Is there technical documentation for RRTs up to ACES 1.3?
I looked at the CTL, but could not understand what operation was being performed.
I am not aware of detailed technical documentation. But the comments in the CTL describe each step.
You don’t need to worry too much about the glow module and red modifier. These apply subtle subjective changes for preferred rendering, and slightly desaturate red hues.

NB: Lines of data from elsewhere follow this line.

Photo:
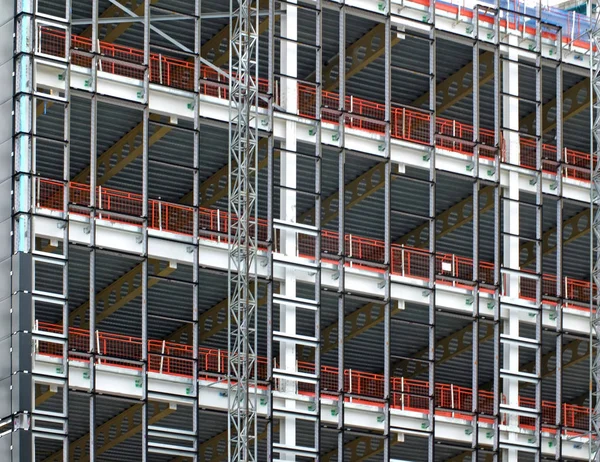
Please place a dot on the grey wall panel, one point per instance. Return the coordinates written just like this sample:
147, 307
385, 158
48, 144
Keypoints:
22, 352
5, 285
6, 89
22, 312
6, 125
5, 201
22, 401
6, 42
22, 273
5, 318
5, 241
7, 12
6, 160
5, 399
5, 366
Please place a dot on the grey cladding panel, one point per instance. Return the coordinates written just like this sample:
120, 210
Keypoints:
5, 362
5, 318
6, 42
6, 160
5, 202
5, 399
6, 130
5, 279
6, 89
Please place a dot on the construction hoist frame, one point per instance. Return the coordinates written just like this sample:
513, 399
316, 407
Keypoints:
242, 231
595, 235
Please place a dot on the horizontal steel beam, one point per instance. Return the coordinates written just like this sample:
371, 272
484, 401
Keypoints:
113, 432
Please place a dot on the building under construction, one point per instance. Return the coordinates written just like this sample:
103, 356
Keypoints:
296, 230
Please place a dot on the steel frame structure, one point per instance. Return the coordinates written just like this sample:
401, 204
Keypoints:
289, 431
243, 231
595, 235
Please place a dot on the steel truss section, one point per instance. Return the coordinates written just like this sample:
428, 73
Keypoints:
242, 231
595, 235
33, 422
512, 339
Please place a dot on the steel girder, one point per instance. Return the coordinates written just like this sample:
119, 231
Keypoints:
116, 295
114, 431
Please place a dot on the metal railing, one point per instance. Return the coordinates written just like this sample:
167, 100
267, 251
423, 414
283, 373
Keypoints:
408, 124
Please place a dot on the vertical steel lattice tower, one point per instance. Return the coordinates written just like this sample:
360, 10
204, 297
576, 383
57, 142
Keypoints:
595, 236
242, 230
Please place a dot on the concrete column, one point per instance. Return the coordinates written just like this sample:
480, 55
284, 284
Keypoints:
288, 244
511, 227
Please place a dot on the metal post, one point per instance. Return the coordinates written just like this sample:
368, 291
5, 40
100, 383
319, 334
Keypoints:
242, 230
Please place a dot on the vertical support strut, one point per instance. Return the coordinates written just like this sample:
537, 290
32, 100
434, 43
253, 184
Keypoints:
595, 235
242, 230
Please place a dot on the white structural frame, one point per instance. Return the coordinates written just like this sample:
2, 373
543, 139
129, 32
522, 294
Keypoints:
242, 231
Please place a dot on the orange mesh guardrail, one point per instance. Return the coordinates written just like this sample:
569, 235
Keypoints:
366, 253
407, 124
406, 394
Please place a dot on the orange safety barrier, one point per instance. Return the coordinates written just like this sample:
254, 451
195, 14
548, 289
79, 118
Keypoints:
413, 125
125, 207
128, 62
406, 394
407, 124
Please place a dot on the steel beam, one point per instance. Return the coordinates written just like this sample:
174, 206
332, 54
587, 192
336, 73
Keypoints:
575, 100
452, 218
572, 350
460, 84
42, 396
215, 449
358, 189
210, 323
358, 55
216, 49
214, 188
361, 449
119, 293
115, 30
449, 347
467, 456
573, 228
114, 431
122, 153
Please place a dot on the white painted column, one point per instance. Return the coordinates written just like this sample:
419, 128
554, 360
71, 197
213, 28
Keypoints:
288, 247
511, 226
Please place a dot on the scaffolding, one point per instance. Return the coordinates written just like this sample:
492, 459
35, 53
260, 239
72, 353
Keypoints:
243, 231
296, 230
595, 235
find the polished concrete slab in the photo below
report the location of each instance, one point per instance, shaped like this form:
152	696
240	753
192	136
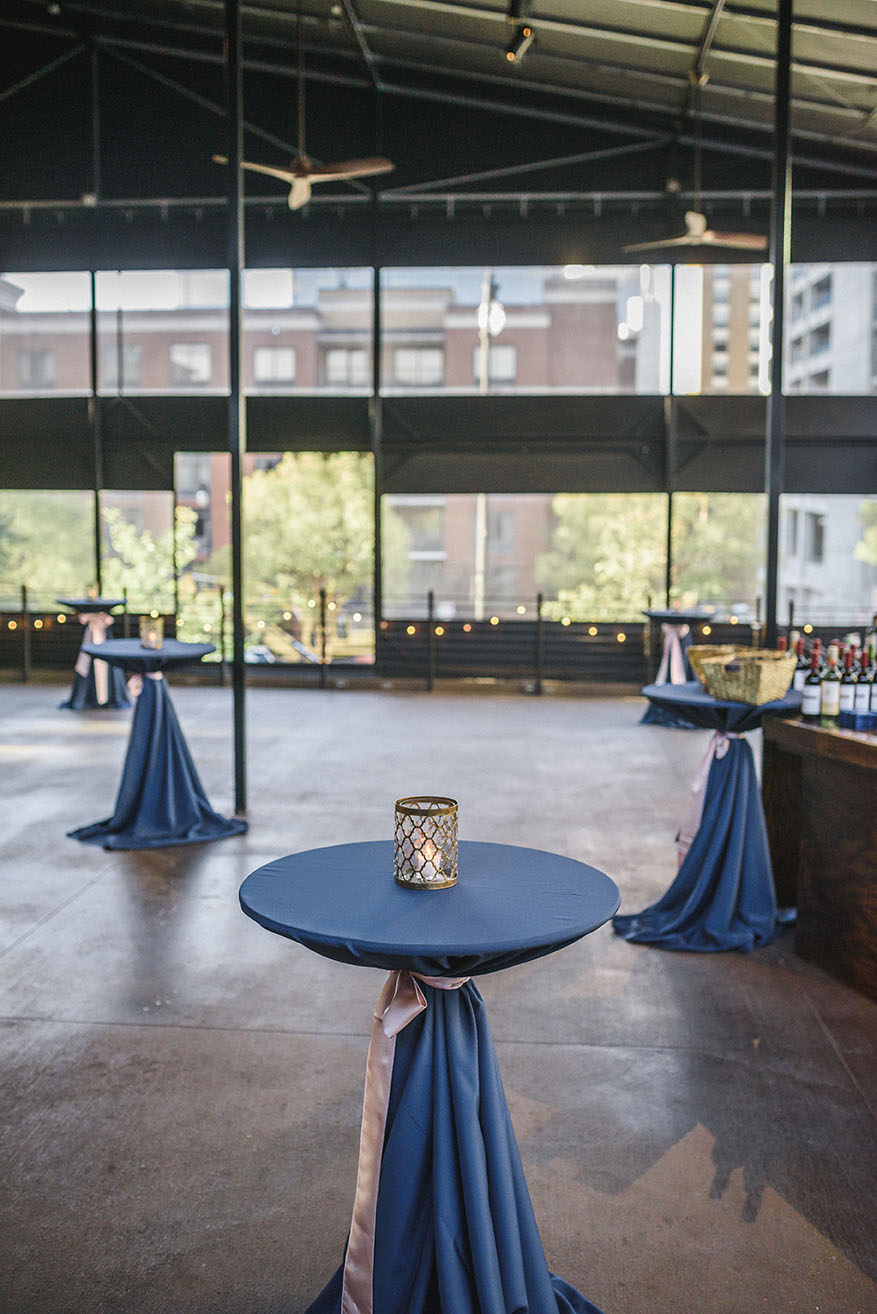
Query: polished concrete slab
180	1089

The next step simply converts to AP1 primaries. And the next applies a slight overall desaturation. Then a tone curve is applied independently to the RGB channels. Then the image data is converted back to AP0 (now OCES - output referred AP0).
There may be various home-brewed documentation but there is not a formal documentation of the 1.3 RRT.

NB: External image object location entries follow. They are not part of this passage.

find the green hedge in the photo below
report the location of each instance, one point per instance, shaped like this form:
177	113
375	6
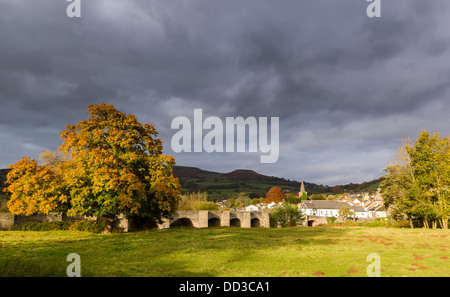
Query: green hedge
85	225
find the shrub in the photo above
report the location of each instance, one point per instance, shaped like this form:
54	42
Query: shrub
89	226
45	226
331	220
83	225
286	215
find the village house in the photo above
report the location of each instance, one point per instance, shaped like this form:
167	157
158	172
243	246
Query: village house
322	208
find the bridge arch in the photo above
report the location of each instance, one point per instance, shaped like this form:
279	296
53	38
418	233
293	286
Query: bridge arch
255	223
214	222
182	222
206	218
235	222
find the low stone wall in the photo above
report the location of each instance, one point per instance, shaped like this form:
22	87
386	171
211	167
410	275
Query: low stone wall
8	220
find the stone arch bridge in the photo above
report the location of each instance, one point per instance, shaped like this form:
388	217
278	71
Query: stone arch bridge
216	218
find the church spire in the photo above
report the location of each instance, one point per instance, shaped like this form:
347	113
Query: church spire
302	190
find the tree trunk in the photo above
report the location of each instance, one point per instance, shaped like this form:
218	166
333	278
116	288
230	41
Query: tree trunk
434	224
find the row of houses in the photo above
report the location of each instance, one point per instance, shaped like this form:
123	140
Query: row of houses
331	208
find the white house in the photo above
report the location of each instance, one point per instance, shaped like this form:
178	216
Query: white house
251	208
323	208
330	208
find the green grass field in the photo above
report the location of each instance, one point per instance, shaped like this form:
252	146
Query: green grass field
210	252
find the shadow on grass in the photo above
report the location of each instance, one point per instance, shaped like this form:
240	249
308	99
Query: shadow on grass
177	252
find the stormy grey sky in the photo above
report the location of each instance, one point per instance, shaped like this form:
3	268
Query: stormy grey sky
346	88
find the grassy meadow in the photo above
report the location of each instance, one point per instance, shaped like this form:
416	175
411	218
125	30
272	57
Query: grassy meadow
221	251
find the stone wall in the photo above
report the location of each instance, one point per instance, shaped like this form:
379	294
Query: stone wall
206	218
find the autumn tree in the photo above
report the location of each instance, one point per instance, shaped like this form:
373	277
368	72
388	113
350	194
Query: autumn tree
34	189
117	167
275	194
417	185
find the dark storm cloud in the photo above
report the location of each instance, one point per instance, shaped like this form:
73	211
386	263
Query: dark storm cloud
347	88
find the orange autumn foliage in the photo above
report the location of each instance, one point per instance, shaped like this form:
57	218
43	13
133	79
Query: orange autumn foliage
34	189
113	165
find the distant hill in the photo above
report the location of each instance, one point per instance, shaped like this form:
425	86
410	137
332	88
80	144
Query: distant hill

The steps are relatively simple, and are segmented in the CTL:
- Glow module: This is a negligible modifier intended to boost colorfulness in dark colors - a la “film”
- Red modifier: This targets a specific hue region (reds), aiming to reduce colorfulness slightly because reds were deemed “too hot”
- AP0 to AP1: AP1 is the “rendering space” in which the tonescale is to be applied
- Global desaturation: A slight desaturation of all colors (0.96 factor)
- Apply the tonescale independently to RGB in AP1 space
- Re-encode the output back to AP0
Steps 1 & 2 could have been and probably should have been encapsulated in a “default LMT”.
Thank you.
It helped me because I didn’t particularly understand what the Glow module meant.
LMT.Academy.ACES_0_1_1.ctl
LMT.Academy.ACES_0_2_2.ctl
LMT.Academy.ACES_0_7_1.ctl
Are these LMTs previous version RRT?
ODT.Academy.Rec709_100nits_dim.ctl
I looked at the following above code.
it used 48nits for the tone scale, why not 100nits?
And, The ssts
function is used in some ODTs(HDR…etc), is this the same function that does the same thing as segmented_spline_c9_fwd
function in ACESlib.Tonescales.ctl
?
custom parameter version?
Those LMTs replicate the appearance of the earlier RRTs when using the 1.3 RRT.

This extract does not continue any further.